On nous a déjà tant de fois fait le coup depuis plus de vingt ans avec calcul, cynisme et toutes les ficelles marketing d’usage : « la rencontre magique et mystique de l’Orient et de l’Occident », « les milles et une nuits électro », « les stars de Bristol reprennent les classiques amazoniens », « Oum Kalthoum dubstepisée ». Le tout finissant plus généralement en BO d’un spot pour un déo sans sels d’aluminium ou une banque prétendant parler le véritable langage de la jeunesse. Depuis, de Dahab à Ibiza en passant par Hendaye, impossible de se poser dans un bar lounge sans subir l’une de ces compilations plus ou moins réussies mais bien trop souvent inutiles. Si vous êtes comme moi, le terme même de « world music » vous soulève le cœur et vous donne envie d’outer sur Facebook tous les gens de votre entourage qui possèdent un CD de Deep Forest.

Pourtant nous avons tous en tête de vrais projets musicaux, ambitieux, sérieux et sincères. En vrac : Natacha Atlas et Transglobal Underground, l’iconoclaste Jean-Philippe Rykiel, et plus récemment les projets Mixatac (Bamako, Beyrouth) ou les collaborations congolaises de Damon Albarn.

Carlos Robles Arenas et JP Chabot, les deux compères d’Orange Blossom semblent immunisés contre les procès d’intention et le doute : convaincus que la fusion des cultures musicales est inéluctable, ils trainent leurs guêtres sur la planète et mélangent les instruments, les genres et les voix depuis plus de vingt ans. Leur troisième opus enregistré entre Cholet, le Maroc et la Jordanie, est le fruit de près de dix années de travail. Et le résultat est là ; il est des moments où le cynisme ne résiste pas à la force de l’émotion : par exemple, l’écoute d’un album qui emporte tout sur son passage dès les premiers instants.

On ne sait jamais vraiment où l’on se trouve pendant la petite heure de ce voyage fascinant : le dédale d’un temple égyptien, le fond d’une crypte païenne, la place d’un village africain ou sud-américain, la salle de transe d’une troupe de derviches tourneurs.
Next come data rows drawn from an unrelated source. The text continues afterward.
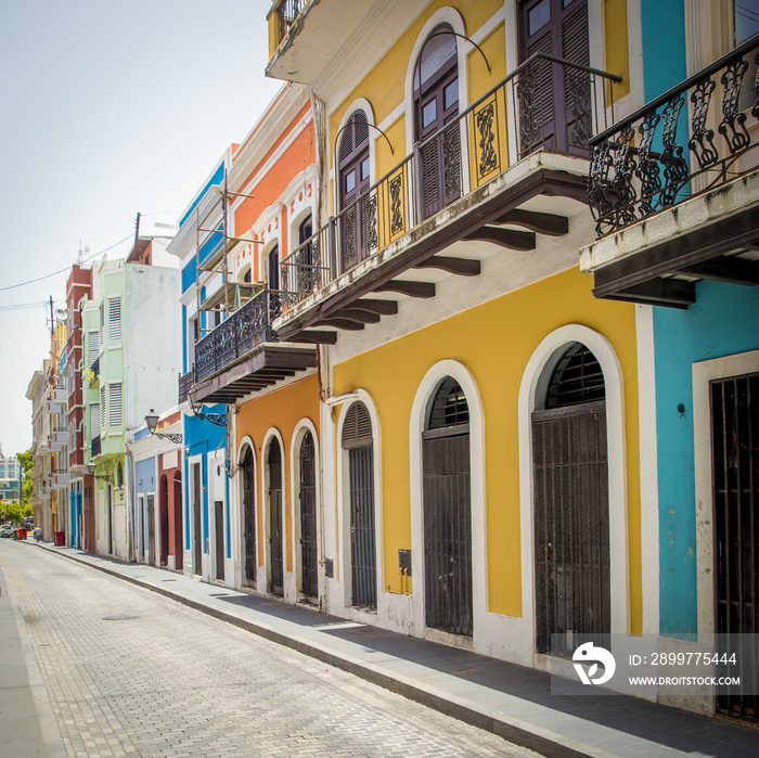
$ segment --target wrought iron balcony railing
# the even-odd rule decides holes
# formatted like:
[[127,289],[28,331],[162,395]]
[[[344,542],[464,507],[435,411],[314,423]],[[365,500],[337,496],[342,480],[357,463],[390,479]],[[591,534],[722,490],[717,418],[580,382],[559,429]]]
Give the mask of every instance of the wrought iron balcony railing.
[[285,38],[293,22],[298,17],[307,2],[308,0],[280,0],[276,5],[276,44],[280,44]]
[[[539,150],[590,156],[619,77],[536,53],[282,262],[292,306]],[[607,120],[607,101],[609,103]]]
[[179,377],[179,404],[181,406],[188,397],[190,397],[190,390],[192,385],[195,383],[195,371],[191,369],[186,374],[181,374]]
[[271,322],[282,313],[282,294],[262,290],[195,345],[195,382],[203,382],[266,342],[276,342]]
[[89,376],[90,389],[92,389],[100,378],[100,358],[95,358],[87,375]]
[[759,36],[590,141],[599,236],[757,168],[758,53]]

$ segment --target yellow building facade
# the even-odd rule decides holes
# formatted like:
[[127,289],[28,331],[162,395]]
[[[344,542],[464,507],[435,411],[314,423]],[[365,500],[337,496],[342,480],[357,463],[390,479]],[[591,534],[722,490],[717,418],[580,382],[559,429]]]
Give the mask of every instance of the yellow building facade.
[[274,321],[320,344],[323,604],[537,666],[651,630],[649,313],[578,267],[588,138],[642,99],[631,9],[323,5],[274,3],[268,67],[324,134]]

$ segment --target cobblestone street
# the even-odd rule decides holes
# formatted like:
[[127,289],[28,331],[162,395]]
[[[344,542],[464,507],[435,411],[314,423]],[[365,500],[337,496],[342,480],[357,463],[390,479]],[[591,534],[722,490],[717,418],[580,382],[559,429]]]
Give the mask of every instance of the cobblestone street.
[[533,755],[48,551],[0,567],[69,756]]

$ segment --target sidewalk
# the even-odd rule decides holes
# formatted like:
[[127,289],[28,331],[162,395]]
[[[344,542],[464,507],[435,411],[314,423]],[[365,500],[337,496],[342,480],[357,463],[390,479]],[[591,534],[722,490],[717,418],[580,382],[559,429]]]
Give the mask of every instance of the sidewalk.
[[551,695],[550,676],[542,671],[145,564],[127,564],[50,543],[39,547],[159,592],[545,756],[759,756],[759,729],[622,695]]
C’est un labyrinthe kaléidoscopal et tortueux où s’aventurer procure une excitation constante. Impossible de reculer, on se laisse alors guider par des chansons de grande classe, carrées et bordéliques à la fois, pleines de mystère et d’inattendu. Une torture pour les cartésiens casaniers de la musique qui aiment savoir où ils mettent leurs oreilles. Des morceaux maitrisés qui vont chercher aux fond de nos entrailles des émotions façon rollercoaster, puissantes et fines, portées par la voix divine de Hend Ahmed, chanteuse égyptienne, dernière et fabuleuse trouvaille du groupe, fil d’Ariane de notre ballade mystique.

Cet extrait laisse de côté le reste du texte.